Q.Prove that the central angle subtended by an arc of a circle is twice any inscribed angle subtended by the same arc.

Given: The central angle \( \angle AOB \) and the inscribed angle \( \angle ACB \) subtended by the arc \( APB \) in a circle centered at \( O \). To Prove: \( \angle AOB = 2\angle ACB \). Construction: Extend \( CO \) to \( D \). Proof: In \( \triangle AOC \), \( AO = OC \) [Radii of the same circle]. ∴ \( \angle OCA = \angle OAC \). Extending side \( CO \) to \( D \), the exterior angle is \[ \angle AOD = \angle OAC + \angle OCA = 2\angle OCA \quad \text{(i)} \quad [\because \angle OAC = \angle OCA] \]

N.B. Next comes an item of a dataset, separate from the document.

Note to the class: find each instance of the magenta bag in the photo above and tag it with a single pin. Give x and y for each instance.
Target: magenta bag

Similarly, in \( \triangle BOC \), \( OB = OC \) [Radii of the same circle]. So, \( \angle OBC = \angle OCB \). Extending side \( CO \) to \( D \), the exterior angle is \[ \angle BOD = \angle OCB + \angle OBC = 2\angle OCB \quad \text{(ii)} \]
From (i) and (ii), \[ \angle AOD + \angle BOD = 2\angle OCA + 2\angle OCB \] \[ \Rightarrow \angle AOB = 2(\angle OCA + \angle OCB) = 2\angle ACB \] (Proved).